Soaring inflation has dramatically increased the cost of the weekly shop, while rising interest rates mean many mortgage payers are defaulting and their homes repossessed.
The spectre of negative equity haunts the land as house prices plummet.
Small businesses cannot afford the rampant living wage annual increases and have gone to the wall.
With the Government entering a little mid-term turbulence, John McDonnell broke off from his morning digest of Mao Zedong’s Little Red Book to suggest his long-cherished dream of abolishing the monarchy.
McDonnell — already launching a bid to be the next PM — insists that when the IMF’s bailout kicks in and the Pound is devalued, all will be well.
Borrowing, he claims in an article with the now State-funded Guardian newspaper, is under control.
Yet the rapid rise in interest rates means Britain can barely make its interest payments.

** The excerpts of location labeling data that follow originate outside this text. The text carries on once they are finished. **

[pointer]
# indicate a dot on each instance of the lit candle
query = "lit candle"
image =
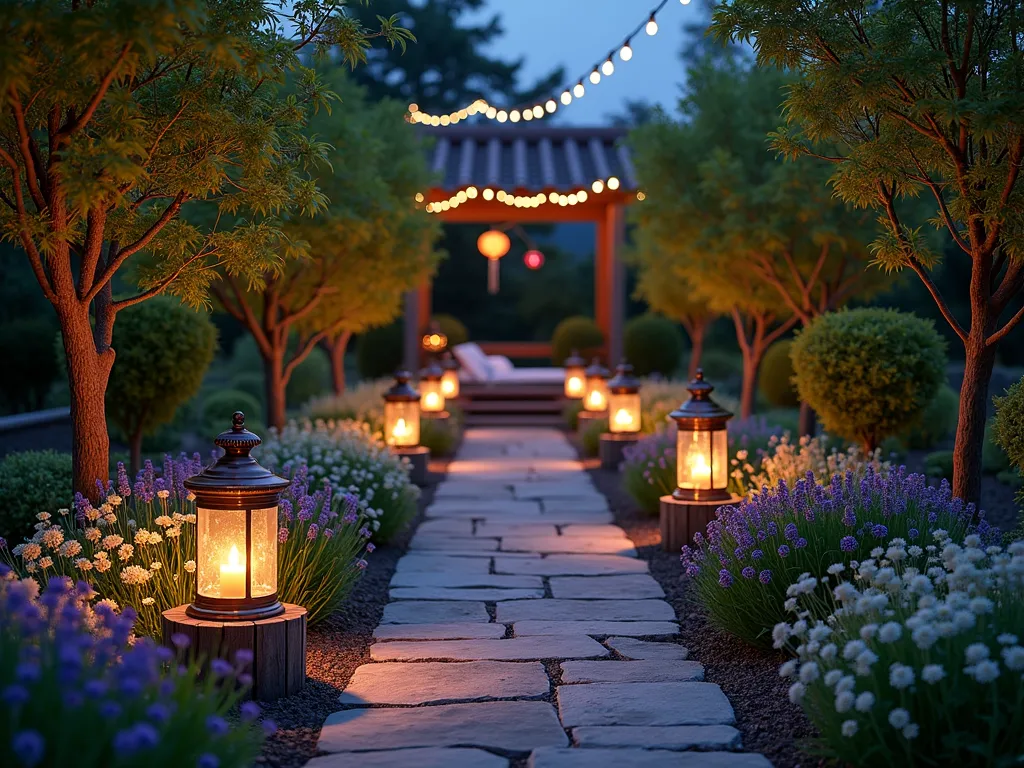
(232, 576)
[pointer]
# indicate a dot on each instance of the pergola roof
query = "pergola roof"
(528, 158)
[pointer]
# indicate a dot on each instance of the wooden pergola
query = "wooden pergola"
(479, 167)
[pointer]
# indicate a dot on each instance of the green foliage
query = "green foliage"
(775, 376)
(30, 342)
(379, 351)
(164, 349)
(938, 422)
(577, 333)
(32, 481)
(868, 373)
(453, 328)
(652, 344)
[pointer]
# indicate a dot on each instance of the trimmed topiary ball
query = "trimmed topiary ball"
(868, 373)
(578, 333)
(775, 376)
(653, 345)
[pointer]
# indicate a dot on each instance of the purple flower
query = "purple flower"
(29, 747)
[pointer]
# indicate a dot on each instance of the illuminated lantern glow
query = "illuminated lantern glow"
(595, 396)
(701, 445)
(624, 401)
(237, 532)
(576, 377)
(431, 395)
(401, 413)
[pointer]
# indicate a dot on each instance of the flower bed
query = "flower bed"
(914, 656)
(755, 550)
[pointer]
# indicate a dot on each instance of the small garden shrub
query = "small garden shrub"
(915, 658)
(653, 345)
(352, 459)
(78, 693)
(578, 333)
(754, 551)
(937, 424)
(868, 373)
(32, 481)
(379, 351)
(775, 376)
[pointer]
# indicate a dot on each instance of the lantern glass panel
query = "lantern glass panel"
(597, 394)
(450, 384)
(576, 382)
(401, 424)
(624, 413)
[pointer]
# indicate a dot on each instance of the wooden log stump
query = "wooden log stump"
(681, 519)
(611, 448)
(278, 644)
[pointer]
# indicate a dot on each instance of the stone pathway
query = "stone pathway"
(523, 626)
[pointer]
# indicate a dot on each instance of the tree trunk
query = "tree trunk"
(88, 372)
(338, 347)
(971, 424)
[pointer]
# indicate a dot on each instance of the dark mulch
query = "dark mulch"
(768, 722)
(334, 648)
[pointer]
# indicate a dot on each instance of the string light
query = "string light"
(521, 201)
(546, 105)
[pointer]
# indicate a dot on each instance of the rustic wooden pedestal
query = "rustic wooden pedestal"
(279, 646)
(419, 459)
(680, 520)
(611, 448)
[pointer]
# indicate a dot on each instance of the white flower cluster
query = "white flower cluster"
(907, 620)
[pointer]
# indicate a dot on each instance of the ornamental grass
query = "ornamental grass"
(913, 657)
(76, 690)
(353, 460)
(753, 551)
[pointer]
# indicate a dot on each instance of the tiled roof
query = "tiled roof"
(528, 158)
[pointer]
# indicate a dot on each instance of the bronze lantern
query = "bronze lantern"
(237, 532)
(596, 392)
(624, 401)
(701, 445)
(576, 377)
(401, 413)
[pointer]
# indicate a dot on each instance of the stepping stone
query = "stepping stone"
(630, 672)
(597, 627)
(654, 737)
(428, 757)
(632, 648)
(450, 631)
(442, 593)
(576, 610)
(624, 587)
(568, 544)
(642, 704)
(465, 580)
(517, 648)
(636, 758)
(510, 726)
(434, 611)
(437, 682)
(568, 565)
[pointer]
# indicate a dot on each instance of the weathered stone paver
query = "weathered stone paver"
(517, 562)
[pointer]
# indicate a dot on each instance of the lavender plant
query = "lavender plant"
(74, 691)
(913, 656)
(755, 550)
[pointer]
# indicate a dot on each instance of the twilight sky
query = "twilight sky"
(579, 34)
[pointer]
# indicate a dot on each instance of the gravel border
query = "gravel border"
(768, 723)
(336, 646)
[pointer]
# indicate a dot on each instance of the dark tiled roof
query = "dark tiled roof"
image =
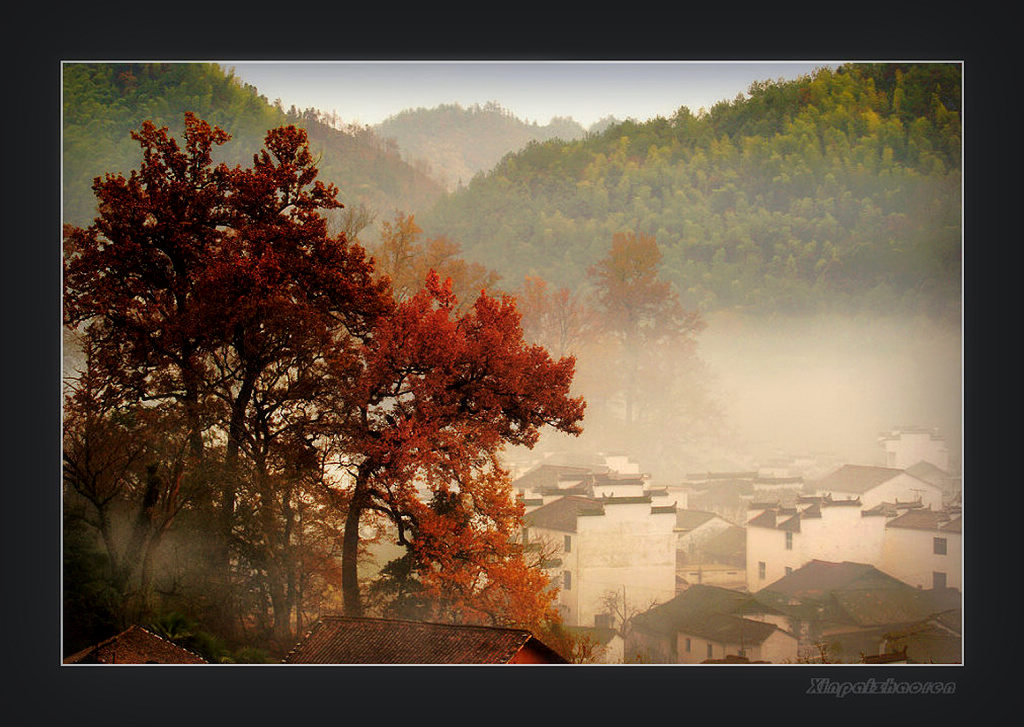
(639, 500)
(778, 480)
(952, 526)
(689, 519)
(819, 578)
(765, 519)
(562, 513)
(792, 524)
(727, 629)
(545, 475)
(856, 478)
(694, 605)
(731, 658)
(346, 640)
(919, 520)
(135, 645)
(930, 473)
(881, 606)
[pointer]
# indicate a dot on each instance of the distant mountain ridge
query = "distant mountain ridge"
(104, 102)
(458, 142)
(839, 190)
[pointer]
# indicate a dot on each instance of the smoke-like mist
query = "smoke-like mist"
(797, 386)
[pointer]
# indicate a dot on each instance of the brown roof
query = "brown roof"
(856, 478)
(820, 576)
(349, 640)
(689, 519)
(135, 645)
(727, 629)
(544, 476)
(561, 514)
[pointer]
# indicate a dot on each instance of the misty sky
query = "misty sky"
(368, 92)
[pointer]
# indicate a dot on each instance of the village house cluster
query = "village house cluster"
(799, 561)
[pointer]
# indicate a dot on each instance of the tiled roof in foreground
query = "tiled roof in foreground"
(135, 645)
(350, 640)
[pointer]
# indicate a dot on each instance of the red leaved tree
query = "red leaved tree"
(283, 381)
(439, 395)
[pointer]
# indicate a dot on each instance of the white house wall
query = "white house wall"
(909, 556)
(841, 533)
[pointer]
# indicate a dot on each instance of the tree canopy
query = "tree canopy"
(253, 388)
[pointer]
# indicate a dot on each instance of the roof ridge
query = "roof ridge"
(342, 616)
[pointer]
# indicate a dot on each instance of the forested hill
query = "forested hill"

Nationalised trains and buses have ground to a halt as strike-plagued Britain is plunged into darkness.
Home Secretary Diane Abbott — back in the fold after a remarkable recovery from the string of illnesses which plagued her for the entire 2017 election campaign — was quick to quell unrest on the streets from disgruntled voters.
Though only 2,000 of her promised 10,000 extra cops were ever hired.
A nation that went into the 2017 General Election with a growing economy has entered another 1970s-style Winter of Discontent of wasted lives and scorned talent.
Corbynland is once more the Sick Man of Europe.